Dalle conversazioni avute nel corso degli anni trascorsi all’estero con tanti talenti italiani emigrati, emergono alcuni dei principali svantaggi dell’Italia: 1) la remunerazione del capitale umano non è sufficiente. L’investimento fatto per conseguire un titolo di studio non produce un ritorno adeguato sul mercato del lavoro. Anche da un punto di vista qualitativo è difficile trovare un’occupazione consona al percorso formativo svolto; 2) la burocrazia è eccessiva. Nell’università e nella ricerca, ma anche nell'impresa, leggi e regolamenti sono troppi e troppo complessi; 3) merito e concorrenza non sempre vengono premiati. Si parla molto di meritocrazia ma nepotismo, favoritismi e raccomandazioni sono ancora molto diffusi, nel pubblico e nel privato; 4) le opportunità di carriera sono limitate.
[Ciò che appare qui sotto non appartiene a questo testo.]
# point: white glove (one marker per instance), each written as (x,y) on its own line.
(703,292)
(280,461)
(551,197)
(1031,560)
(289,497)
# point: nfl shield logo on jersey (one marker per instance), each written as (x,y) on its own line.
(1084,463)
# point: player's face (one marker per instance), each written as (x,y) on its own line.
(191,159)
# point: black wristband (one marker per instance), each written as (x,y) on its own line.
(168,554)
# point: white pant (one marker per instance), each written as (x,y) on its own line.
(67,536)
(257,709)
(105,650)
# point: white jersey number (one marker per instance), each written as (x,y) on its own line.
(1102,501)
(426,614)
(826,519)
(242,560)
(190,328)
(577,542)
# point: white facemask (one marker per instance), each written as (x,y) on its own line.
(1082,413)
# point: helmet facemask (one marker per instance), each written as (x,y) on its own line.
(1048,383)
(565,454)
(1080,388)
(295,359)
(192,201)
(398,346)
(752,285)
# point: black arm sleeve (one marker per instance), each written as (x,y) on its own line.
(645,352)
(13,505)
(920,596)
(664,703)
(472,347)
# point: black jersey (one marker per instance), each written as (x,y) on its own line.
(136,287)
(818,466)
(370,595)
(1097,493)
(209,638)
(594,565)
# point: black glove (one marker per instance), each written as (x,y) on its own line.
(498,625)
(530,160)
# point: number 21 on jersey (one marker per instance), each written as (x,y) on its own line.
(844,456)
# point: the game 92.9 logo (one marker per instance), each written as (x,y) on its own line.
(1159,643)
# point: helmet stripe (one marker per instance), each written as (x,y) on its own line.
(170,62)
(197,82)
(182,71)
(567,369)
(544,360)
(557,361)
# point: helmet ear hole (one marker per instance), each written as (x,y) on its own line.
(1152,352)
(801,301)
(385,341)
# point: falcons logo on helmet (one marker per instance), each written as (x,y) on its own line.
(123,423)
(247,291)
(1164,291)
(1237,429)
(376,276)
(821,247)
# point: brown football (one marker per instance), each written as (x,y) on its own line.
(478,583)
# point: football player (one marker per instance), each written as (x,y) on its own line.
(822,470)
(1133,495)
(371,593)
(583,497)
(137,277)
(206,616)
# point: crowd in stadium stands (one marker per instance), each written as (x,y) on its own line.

I percorsi professionali, spesso prestabiliti, riconoscono molto peso all’anzianità di servizio e raramente premiano la trasversalità.

Solo dando risposte efficaci a questi problemi l’Italia metterà i propri territori in condizione di attrarre talenti e colmare il deficit di capitale umano. Ben più grave di quello della spesa pubblica.